Ted Ruddle, photographed in September 2005

(Photo: Phil Vabre/CAHS Collection)



Ted Ruddle
started a life-time career in Radio in 1958 as a Royal Australian Air Force Radio Apprentice. After training, his first operational posting was to Townsville working on Crash Boats, the HF transmitting station and Air Traffic Control (ATC) systems.

In the early sixties Ted did a Darwin tour, working on the Early Warning Radar. After this came a course on Precision Approach Radar (GCA) at USAF Keesler, School of Radio, Biloxi Mississippi. On completion, Ted spent the next decade at RAAF Williamtown on ATC, PAR and navigation systems.

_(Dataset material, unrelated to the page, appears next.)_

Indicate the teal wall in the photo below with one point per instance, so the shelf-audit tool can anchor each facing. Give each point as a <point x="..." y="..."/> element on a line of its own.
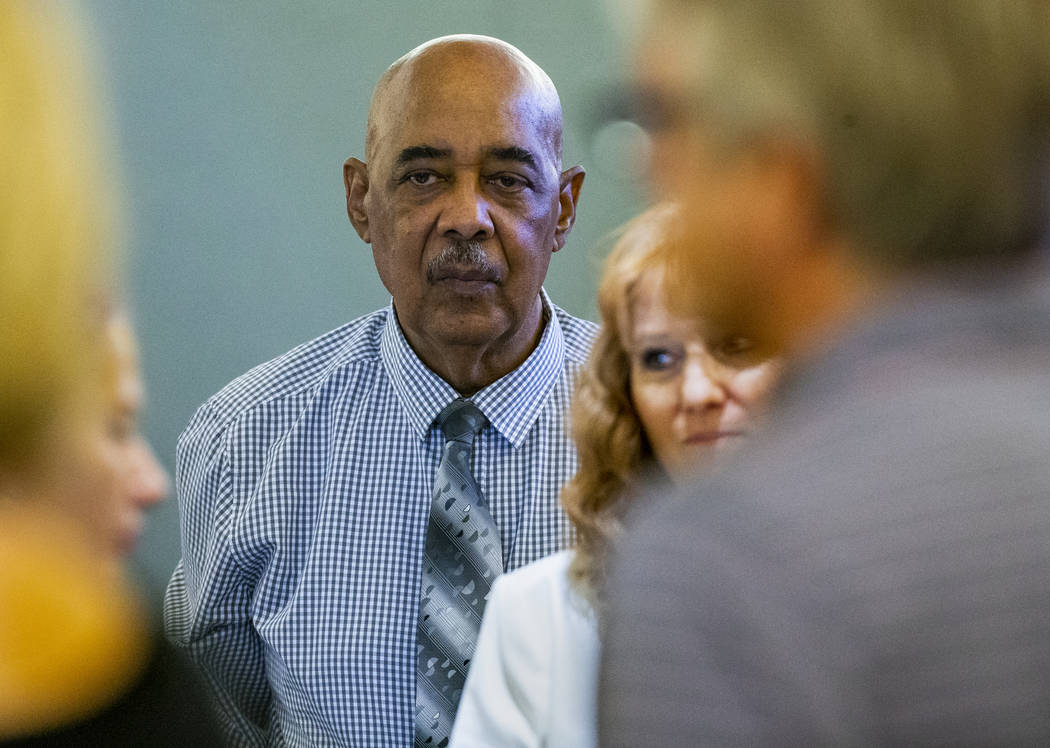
<point x="234" y="119"/>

The time came in Ted's career to spend a period at HQ Support Command. Part of this job was two years at the Raytheon factory in Boston for the procurement of a new PAR. On return, Ted helped with maintenance planning and installation of the systems.

After 23 years of Air Force service it was time for a change. In 1981 Ted Ruddle sat and passed the Public Service Board eligibility exams and became a Radio Technical Officer.

Ted's first Australian Public Service (APS) appointment was with the Department of Quality Assurance - Air Force (DQA-AF) at the Government Aircraft Factory, Fisherman's Bend, for a few months. An opportunity then presented itself with the Department of Transport (DOT) as a Radio Technical Officer. From mid-1981 Ted spent time at the ATC Central Training College, Henty House, and working on the Melbourne radar. This association was to last until the end of 1985.

For the period 1986-1987 Ted transferred to Telecom, working in Material Inspections.

In 1988 Ted started nine years at James Cook University's Electrical and Computer Engineering Department, starting out as a Technician and finishing as the Workshop Manager. This period was a very satisfying and challenging period, Ted being deeply involved in support of research and experiments in satellite systems.

Finally, after 38 years in electronics at 55 years and 1 day old, Ted surrendered to voluntary redundancy.

Having moved back to Melbourne, in 2005 Ted discovered the Airways Museum and quickly became a regular volunteer, working mainly on the Museum's old radio and electronic equipment.